Cassino – Costruire un ponte tra le generazioni, creare un cammino che ricorda il passato e comprende il presente per far germogliare i semi della pace. E’ questo il compito che si è dato il progetto denominato “Terzo anniversario della memoria storica e dell’educazione alla pace” che ormai da tre anni caratterizza la comunità di Solfegna Cantoni, la parrocchia di San Pietro Apostolo e tutte le realtà associative che contribuiscono ad animare questa parte della città di Cassino. Una realtà che vive attraverso i valori forti della tradizione che li testimonia, li alimenta e li tramanda rivolgendo lo sguardo sempre più verso la città intera.

L’Associazione Nazionale Vittime Civili di Guerra, sezione provinciale di Frosinone, l’Associazione no-profit Largo a don Bosco, in collaborazione con la Parrocchia di San Pietro Apostolo di Cassino e l’Associazione Ciechi di guerra, hanno organizzato per la giornata del 3 giugno un convegno che celebra il Terzo Anniversario della memoria storica e dell’educazione alla pace. Il tema scelto per questa giornata è “Educare ed educarsi alla pace tra memoria e nuovi conflitti” focalizzando l’attenzione sull’integrazione culturale, sull’accoglienza dei rifugiati e delle vittime civili dei conflitti che oggi devastano il continente africano e il medio oriente.

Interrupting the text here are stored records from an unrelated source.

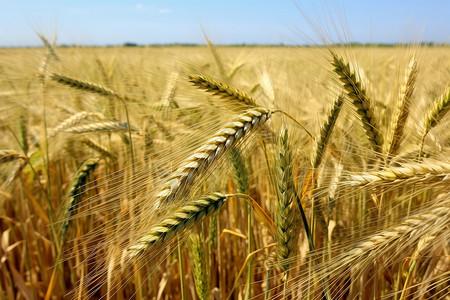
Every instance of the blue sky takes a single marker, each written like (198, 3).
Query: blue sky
(225, 22)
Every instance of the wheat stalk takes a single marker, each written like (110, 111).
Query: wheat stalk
(402, 109)
(287, 234)
(180, 220)
(234, 132)
(356, 92)
(223, 90)
(406, 171)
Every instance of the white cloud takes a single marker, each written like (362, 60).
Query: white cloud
(163, 11)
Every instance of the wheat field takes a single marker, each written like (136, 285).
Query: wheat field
(225, 172)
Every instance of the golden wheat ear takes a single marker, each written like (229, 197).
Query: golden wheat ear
(222, 90)
(287, 217)
(10, 155)
(357, 94)
(235, 132)
(181, 219)
(402, 109)
(76, 191)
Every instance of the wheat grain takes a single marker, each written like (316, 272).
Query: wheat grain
(238, 129)
(102, 150)
(402, 109)
(75, 120)
(100, 127)
(180, 220)
(406, 171)
(437, 111)
(10, 155)
(326, 129)
(356, 92)
(223, 90)
(76, 190)
(286, 218)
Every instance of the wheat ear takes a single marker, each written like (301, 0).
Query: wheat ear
(200, 266)
(102, 150)
(76, 189)
(10, 155)
(180, 220)
(98, 127)
(226, 138)
(405, 172)
(74, 121)
(84, 85)
(357, 94)
(402, 109)
(437, 111)
(321, 143)
(412, 226)
(23, 129)
(286, 220)
(223, 90)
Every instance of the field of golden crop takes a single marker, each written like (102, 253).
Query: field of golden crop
(225, 173)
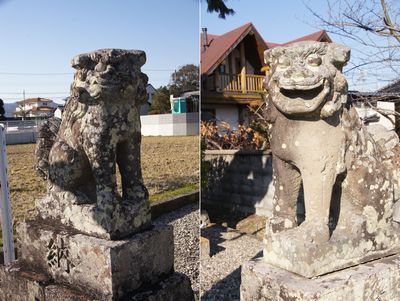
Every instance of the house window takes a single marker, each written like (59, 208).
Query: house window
(208, 115)
(222, 68)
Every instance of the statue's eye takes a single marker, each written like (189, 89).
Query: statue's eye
(283, 62)
(100, 67)
(81, 74)
(314, 60)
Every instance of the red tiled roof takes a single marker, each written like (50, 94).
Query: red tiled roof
(221, 45)
(319, 36)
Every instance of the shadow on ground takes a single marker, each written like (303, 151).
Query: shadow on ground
(228, 288)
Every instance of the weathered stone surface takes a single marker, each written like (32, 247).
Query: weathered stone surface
(376, 280)
(62, 208)
(309, 259)
(318, 143)
(253, 224)
(21, 285)
(100, 129)
(108, 268)
(239, 179)
(204, 247)
(57, 293)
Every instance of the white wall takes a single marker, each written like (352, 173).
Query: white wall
(170, 124)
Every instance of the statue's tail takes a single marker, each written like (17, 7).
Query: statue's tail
(47, 134)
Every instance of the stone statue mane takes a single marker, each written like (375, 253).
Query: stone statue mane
(306, 78)
(319, 144)
(100, 128)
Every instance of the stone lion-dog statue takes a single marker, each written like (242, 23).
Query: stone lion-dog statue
(319, 143)
(100, 128)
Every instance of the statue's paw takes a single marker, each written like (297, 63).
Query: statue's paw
(313, 231)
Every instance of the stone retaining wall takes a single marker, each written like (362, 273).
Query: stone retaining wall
(240, 180)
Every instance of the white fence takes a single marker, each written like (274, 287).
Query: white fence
(184, 124)
(25, 131)
(5, 207)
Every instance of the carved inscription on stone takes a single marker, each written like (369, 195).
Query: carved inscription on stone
(58, 255)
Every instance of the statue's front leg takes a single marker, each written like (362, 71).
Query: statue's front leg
(101, 155)
(128, 159)
(318, 182)
(287, 183)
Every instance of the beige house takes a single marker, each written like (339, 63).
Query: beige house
(233, 71)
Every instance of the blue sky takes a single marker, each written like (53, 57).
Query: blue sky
(42, 36)
(284, 20)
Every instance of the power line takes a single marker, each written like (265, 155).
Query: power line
(69, 73)
(18, 93)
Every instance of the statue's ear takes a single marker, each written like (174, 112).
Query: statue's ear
(340, 54)
(271, 55)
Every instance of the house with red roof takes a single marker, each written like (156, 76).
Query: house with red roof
(232, 72)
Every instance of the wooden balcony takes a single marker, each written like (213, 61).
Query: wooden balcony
(233, 88)
(236, 83)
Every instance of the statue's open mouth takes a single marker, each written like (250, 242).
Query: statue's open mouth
(305, 92)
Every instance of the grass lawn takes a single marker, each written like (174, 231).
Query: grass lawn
(170, 167)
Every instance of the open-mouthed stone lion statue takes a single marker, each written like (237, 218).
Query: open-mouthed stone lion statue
(320, 144)
(100, 128)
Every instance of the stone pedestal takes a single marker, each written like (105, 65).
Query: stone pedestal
(58, 263)
(296, 254)
(376, 280)
(18, 284)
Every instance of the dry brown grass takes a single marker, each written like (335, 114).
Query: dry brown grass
(167, 162)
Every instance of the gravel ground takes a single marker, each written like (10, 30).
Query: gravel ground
(220, 273)
(185, 221)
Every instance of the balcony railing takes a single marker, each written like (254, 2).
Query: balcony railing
(254, 83)
(234, 83)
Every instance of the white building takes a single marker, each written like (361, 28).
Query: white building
(35, 107)
(144, 109)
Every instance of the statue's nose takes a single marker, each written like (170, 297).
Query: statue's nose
(297, 72)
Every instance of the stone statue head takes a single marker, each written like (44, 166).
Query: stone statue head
(113, 73)
(305, 78)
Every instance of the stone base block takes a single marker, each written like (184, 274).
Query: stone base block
(17, 284)
(127, 218)
(290, 250)
(108, 268)
(376, 280)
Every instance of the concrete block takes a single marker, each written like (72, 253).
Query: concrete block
(376, 280)
(290, 250)
(109, 268)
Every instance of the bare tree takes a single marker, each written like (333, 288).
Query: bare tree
(219, 7)
(372, 25)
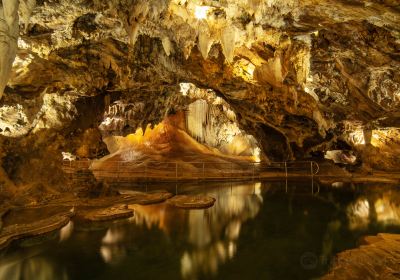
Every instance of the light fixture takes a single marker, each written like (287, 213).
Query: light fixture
(184, 88)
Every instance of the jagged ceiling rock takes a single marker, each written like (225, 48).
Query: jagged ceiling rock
(293, 71)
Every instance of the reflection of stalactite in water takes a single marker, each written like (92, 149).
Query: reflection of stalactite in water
(213, 233)
(31, 268)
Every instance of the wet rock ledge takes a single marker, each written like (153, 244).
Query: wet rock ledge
(377, 258)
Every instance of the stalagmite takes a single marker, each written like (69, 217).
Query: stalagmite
(9, 30)
(167, 45)
(26, 8)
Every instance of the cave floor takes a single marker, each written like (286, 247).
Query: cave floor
(279, 230)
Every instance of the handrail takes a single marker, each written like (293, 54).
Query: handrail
(255, 168)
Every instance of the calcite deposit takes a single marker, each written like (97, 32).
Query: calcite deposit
(272, 80)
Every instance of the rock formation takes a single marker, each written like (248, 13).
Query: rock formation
(301, 77)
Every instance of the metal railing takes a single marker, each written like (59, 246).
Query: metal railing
(121, 171)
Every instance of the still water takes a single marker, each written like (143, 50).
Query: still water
(256, 230)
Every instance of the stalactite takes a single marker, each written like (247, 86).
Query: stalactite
(9, 30)
(196, 119)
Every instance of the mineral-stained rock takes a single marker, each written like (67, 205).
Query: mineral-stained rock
(106, 214)
(301, 77)
(46, 225)
(377, 258)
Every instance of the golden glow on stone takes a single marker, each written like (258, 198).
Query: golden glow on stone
(200, 12)
(257, 154)
(244, 69)
(184, 88)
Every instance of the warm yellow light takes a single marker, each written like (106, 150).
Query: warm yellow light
(185, 87)
(200, 12)
(257, 154)
(244, 69)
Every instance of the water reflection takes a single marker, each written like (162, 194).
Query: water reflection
(213, 232)
(66, 231)
(247, 220)
(382, 207)
(31, 266)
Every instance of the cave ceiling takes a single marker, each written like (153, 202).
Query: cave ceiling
(300, 72)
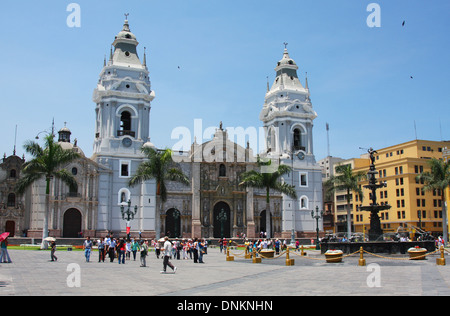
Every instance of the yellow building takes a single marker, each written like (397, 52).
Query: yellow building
(411, 207)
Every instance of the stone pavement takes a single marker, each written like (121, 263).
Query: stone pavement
(32, 274)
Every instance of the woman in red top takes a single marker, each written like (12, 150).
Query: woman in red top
(122, 248)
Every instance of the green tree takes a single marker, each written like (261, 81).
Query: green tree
(346, 180)
(268, 178)
(47, 163)
(438, 179)
(160, 167)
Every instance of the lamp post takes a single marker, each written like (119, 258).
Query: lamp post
(128, 215)
(222, 218)
(316, 217)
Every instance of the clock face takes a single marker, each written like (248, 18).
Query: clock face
(126, 142)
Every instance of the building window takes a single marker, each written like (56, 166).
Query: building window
(125, 125)
(298, 139)
(124, 169)
(11, 200)
(303, 179)
(304, 202)
(123, 196)
(222, 171)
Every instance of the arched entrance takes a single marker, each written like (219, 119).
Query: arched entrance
(263, 222)
(222, 220)
(173, 223)
(71, 223)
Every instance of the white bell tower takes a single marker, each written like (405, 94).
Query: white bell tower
(122, 97)
(287, 116)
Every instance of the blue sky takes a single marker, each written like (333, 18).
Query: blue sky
(359, 77)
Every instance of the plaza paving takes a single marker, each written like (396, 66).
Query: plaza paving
(32, 274)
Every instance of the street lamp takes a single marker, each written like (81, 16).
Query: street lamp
(129, 216)
(317, 217)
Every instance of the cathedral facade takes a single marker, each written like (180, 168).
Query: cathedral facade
(213, 205)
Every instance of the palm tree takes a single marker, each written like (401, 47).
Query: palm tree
(47, 163)
(438, 179)
(346, 180)
(160, 167)
(268, 181)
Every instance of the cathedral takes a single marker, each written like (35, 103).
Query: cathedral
(213, 205)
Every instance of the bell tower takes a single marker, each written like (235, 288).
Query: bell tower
(122, 125)
(287, 117)
(123, 97)
(287, 113)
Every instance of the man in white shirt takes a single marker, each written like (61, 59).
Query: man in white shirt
(167, 250)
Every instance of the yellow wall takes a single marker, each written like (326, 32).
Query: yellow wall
(398, 166)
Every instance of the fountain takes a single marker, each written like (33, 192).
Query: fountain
(375, 230)
(376, 244)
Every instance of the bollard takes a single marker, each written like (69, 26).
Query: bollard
(289, 262)
(256, 259)
(362, 261)
(229, 258)
(441, 261)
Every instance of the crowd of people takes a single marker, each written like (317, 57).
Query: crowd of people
(259, 244)
(124, 249)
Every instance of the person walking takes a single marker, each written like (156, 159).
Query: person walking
(52, 251)
(157, 249)
(143, 252)
(121, 248)
(101, 250)
(166, 262)
(111, 249)
(134, 248)
(4, 255)
(195, 250)
(87, 246)
(200, 250)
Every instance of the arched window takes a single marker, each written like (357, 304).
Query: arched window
(272, 140)
(304, 202)
(123, 196)
(11, 199)
(73, 190)
(297, 139)
(222, 171)
(125, 121)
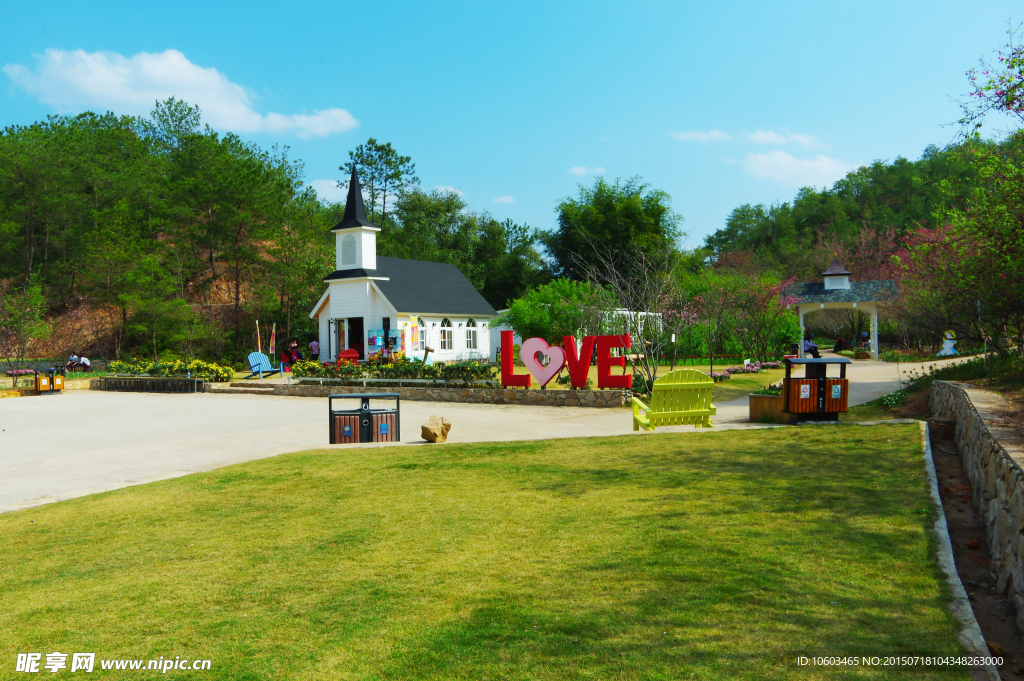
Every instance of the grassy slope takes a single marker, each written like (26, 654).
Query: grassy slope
(712, 556)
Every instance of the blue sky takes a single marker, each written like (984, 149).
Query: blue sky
(515, 103)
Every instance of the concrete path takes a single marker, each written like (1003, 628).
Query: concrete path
(80, 442)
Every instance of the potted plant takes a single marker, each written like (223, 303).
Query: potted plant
(766, 405)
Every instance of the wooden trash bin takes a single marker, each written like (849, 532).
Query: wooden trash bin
(49, 383)
(816, 396)
(365, 424)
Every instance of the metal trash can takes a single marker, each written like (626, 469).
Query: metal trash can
(364, 424)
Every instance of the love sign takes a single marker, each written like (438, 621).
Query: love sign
(535, 347)
(557, 357)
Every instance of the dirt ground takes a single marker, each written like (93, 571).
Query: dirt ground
(972, 557)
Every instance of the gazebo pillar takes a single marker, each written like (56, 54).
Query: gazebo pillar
(875, 333)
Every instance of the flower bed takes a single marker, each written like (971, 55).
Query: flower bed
(753, 368)
(193, 368)
(452, 372)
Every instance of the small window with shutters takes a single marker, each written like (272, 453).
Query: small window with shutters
(348, 250)
(448, 334)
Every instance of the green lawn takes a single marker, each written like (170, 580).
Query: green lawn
(667, 556)
(872, 411)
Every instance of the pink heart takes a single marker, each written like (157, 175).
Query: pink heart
(527, 352)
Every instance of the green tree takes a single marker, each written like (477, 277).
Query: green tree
(383, 173)
(610, 217)
(22, 321)
(562, 307)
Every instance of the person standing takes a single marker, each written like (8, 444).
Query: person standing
(810, 347)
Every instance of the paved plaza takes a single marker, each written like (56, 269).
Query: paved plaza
(80, 442)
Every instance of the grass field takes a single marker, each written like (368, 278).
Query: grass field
(706, 556)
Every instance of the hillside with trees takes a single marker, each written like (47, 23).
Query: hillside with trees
(156, 236)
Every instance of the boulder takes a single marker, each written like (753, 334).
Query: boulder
(435, 429)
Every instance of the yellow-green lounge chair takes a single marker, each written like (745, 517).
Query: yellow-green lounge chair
(680, 398)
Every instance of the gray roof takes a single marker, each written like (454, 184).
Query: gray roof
(859, 292)
(418, 287)
(837, 268)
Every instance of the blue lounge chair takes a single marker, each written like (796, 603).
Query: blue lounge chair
(260, 364)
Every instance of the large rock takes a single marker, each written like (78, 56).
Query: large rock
(435, 429)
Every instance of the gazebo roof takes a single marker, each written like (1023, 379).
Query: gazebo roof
(859, 292)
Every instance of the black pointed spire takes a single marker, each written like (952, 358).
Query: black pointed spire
(355, 212)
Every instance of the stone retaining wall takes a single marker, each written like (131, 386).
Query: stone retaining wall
(991, 452)
(473, 395)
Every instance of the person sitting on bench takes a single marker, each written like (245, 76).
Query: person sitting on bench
(810, 347)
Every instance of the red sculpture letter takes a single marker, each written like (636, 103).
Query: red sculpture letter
(605, 362)
(579, 366)
(508, 354)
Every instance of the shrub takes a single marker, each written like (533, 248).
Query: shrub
(193, 368)
(308, 368)
(894, 399)
(400, 368)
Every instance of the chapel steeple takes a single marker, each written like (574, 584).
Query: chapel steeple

Un tema importante che verrà sviluppato attraverso gli interventi di esperti e di testimoni come il presidente dell’ANVCG di Frosinone, Giovanni Vizzaccaro, il parroco di San Pietro Apostolo, dom Fortunato Tamburrini, il professor Francesco Gigante, il dottor Luigi Pietroluongo, l’assessore ai servizi sociali Benedetto Leone. Gli interventi saranno moderati dal dottor Pierluigi Di Raddo. Molte saranno le testimonianze, tra passato e presente, che daranno vita ad un intreccio di racconti e di storie per costruire quel ponte intergenerazionale e quel dialogo che è alla base del progetto culturale ed educativo promosso dal convegno. Gli interventi saranno tutti molto rispondenti al tema principale e tra i contributi ci sarà anche quello del responsabile della cooperativa Ethica, Salvatore D’Angiò. Il convegno prenderà il via alle 9.30 e si concluderà intorno alle ore 13.

Il programma della giornata prevedeva una prosecuzione pomeridiana con momenti ludici e di aggregazione, purtroppo il giorno 14 maggio è venuta a mancare improvvisamente la consorte di Bruno Pontone, residente in prossimità del Largo don Bosco, e per questo gli organizzatori in segno di rispetto e di profondo affetto nei confronti della famiglia che ha subito una così grave perdita hanno ritenuto opportuno annullare le attività ricreative e di svolgere, invece, il convegno le cui finalità sono volte a favorire i processi di integrazione dei profughi, dei rifugiati e degli sfollati e a costruire con le nuove generazioni un ponte simbolico di pace e di speranza.